Memorizing music is never easy. It's even more difficult when the piece in question is Ravel's "Daphins et Chloe", a stunning ballet that clocks in at just under an hour and contains no words. Those unfamiliar with the piece might think the lack of words would make it easier to memorize. Oh, how those people are wrong. I never noticed how much I associate text with musical phrases until I was faced with this piece, where we "ooh" during the soft parts, "ohh" during the medium parts, and "ahh" during the loud parts. Throw in fluctuating meters (the piece at various times is in 4/4, 3/2, 7/4, 5/4, and 2/4) and a vocal score that has helpful passages like, "Chorus tacet from rehearsal 56 to rehearsal 82"* and you've got a chorister's nightmare. Fortunately, it's also a gorgeous piece of French Romanticism, filled with moments of sparkling beuaty, blatant sensuality, and fierce exultation.

On the flipside, you have Stravinsky's "Symphony of Psalms". This piece was written for the BSO and is considered to be one of their signature pieces.

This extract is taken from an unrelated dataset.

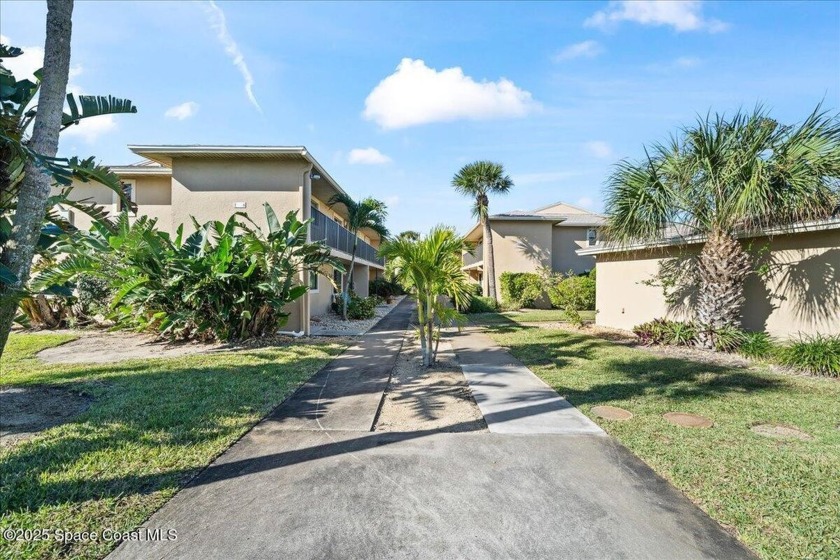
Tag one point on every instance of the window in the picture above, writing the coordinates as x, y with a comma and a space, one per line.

The choral part has a ton of words in it all in Latin, but having the extra phonetic cues makes it much easier to remember which pattern comes when in the song. The piece itself exists in a very cold place sonically, with a lot of brittle, clashing harmonies mingling with passages of forlorn loneliness and frantic agitation. On some levels, it's a very foreboding, frightening piece, yet it also has a strong allure. It's classical music for the goth set, and pretty freakin' brilliant.

We performed both of these pieces tonight under the direction of Principal Guest Conductor Bernard Haitink. Haitink is a very economical conductor, by which I mean his style doesn't include much extraneous movement. Every gesture is a controlled cue to part of the orchestra, highlighting where the horns should come out, where the violins should soar, where the chorus should sing the softest, gentlest sound you've ever heard. It's amazing to behold. Both pieces went extremely well, with the Stravinsky coming across as more convincing from the choristers' perspective. I'll be missing the next two concerts, but I'm very glad I was able to pariticpate in this one. We'll be performing these pieces out a Tanglewood theis summer, as well as taking them on the BSO's European tour, so I will get to sing them again. (For anyone living in or near London, Edinburgh, Lucerne or Luebbeck, I'll post information on dates and venues as they become available.)

* For those unfamiliar with musical scores, rehearsal numbers do not correspond to measure numbers. They are labels for places in the piece, usually where a major thematic change occurs. If a vocal score just cuts out all of the measures between two reherasal numbers, you have no idea how many measures are missing. Generally, this is not helpful if you are trying to memorize the piece.